Ni en el parto lloró. Y siguió creciendo serenamente, atento en la escuela a poner la otra mejilla, la otra mano, el otro ojo, hasta que manco, ciego y sin mejillas, regresaba a casa para escuchar afable las quejas de sus padres.

En el trabajo supo como nadie tolerar abusos y soportar atropellos, complaciente y complacido de sobrellevar con la mejor de sus sonrisas tanta injuria. A pesar de los agravios, siempre tenía para ofrecer la otra sonrisa, la otra oreja, el otro pie, hasta que sin mejillas, manco, ciego, amargado, sordo y cojo, rendía en la noche cuentas a la pesadilla que le tocara en suerte.

Estoicamente soportaba insultos e improperios, poniendo siempre por delante un apacible y manso corazón capaz de comprenderlo y perdonarlo todo.

Así fue que, además de sin mejillas, manco, ciego, amargado, sordo y cojo, también quedó sin pecho y sin espaldas.

Ni siquiera cuando lo desalojaron de su casa y lo despidieron del trabajo tuvo aquel hombre un mal gesto o una peor reacción, tal vez porque hacía ya mucho tiempo que carecía de gestos y reacciones.

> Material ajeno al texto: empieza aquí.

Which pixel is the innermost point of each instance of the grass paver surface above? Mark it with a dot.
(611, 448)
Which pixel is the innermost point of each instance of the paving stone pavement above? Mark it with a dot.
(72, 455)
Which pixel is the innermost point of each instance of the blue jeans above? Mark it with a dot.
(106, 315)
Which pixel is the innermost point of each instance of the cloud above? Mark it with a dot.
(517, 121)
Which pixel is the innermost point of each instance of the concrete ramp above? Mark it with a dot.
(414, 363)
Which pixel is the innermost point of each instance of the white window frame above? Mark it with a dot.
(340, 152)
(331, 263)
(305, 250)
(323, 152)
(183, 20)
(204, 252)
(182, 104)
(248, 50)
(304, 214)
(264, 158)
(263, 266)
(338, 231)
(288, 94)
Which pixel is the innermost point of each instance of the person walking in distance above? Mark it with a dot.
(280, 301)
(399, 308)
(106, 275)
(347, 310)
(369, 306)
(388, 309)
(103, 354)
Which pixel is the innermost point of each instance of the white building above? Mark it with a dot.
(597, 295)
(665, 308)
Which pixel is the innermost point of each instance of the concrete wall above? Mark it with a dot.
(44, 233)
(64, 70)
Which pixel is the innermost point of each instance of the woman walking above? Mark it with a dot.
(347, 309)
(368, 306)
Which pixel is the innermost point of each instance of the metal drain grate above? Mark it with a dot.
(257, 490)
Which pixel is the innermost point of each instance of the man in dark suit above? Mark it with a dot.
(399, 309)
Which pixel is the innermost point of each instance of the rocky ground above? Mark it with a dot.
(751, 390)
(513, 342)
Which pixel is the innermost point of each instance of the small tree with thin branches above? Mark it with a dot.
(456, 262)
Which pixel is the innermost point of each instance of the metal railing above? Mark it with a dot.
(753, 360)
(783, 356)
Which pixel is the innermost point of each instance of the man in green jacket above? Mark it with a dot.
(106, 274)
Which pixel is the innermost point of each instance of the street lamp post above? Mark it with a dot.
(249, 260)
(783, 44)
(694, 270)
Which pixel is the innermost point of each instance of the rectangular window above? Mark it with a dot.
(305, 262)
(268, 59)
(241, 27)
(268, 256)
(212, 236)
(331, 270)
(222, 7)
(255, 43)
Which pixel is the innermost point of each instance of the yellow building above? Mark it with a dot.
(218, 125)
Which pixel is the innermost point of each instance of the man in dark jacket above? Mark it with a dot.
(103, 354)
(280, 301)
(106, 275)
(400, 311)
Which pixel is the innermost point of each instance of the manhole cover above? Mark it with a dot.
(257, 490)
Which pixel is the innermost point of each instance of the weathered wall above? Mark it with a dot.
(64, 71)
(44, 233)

Cuando sólo le quedaba la palabra, ya con sesenta años de ecuánime existencia, un mal día, con un hilo de voz susurró delante del espejo un postrero y definitivo ¡Coñoooooo! que llegó a oídos de todos, de sus padres, de su maestro, de su patrón... y antes de que tuviera oportunidad de arrepentirse, apostados frente a su desahogo, airadamente le reprocharon su desvergonzada intolerancia, su grosera intransigencia, su peligroso fanatismo...

Eso fue poco antes de que, también, perdiera la palabra.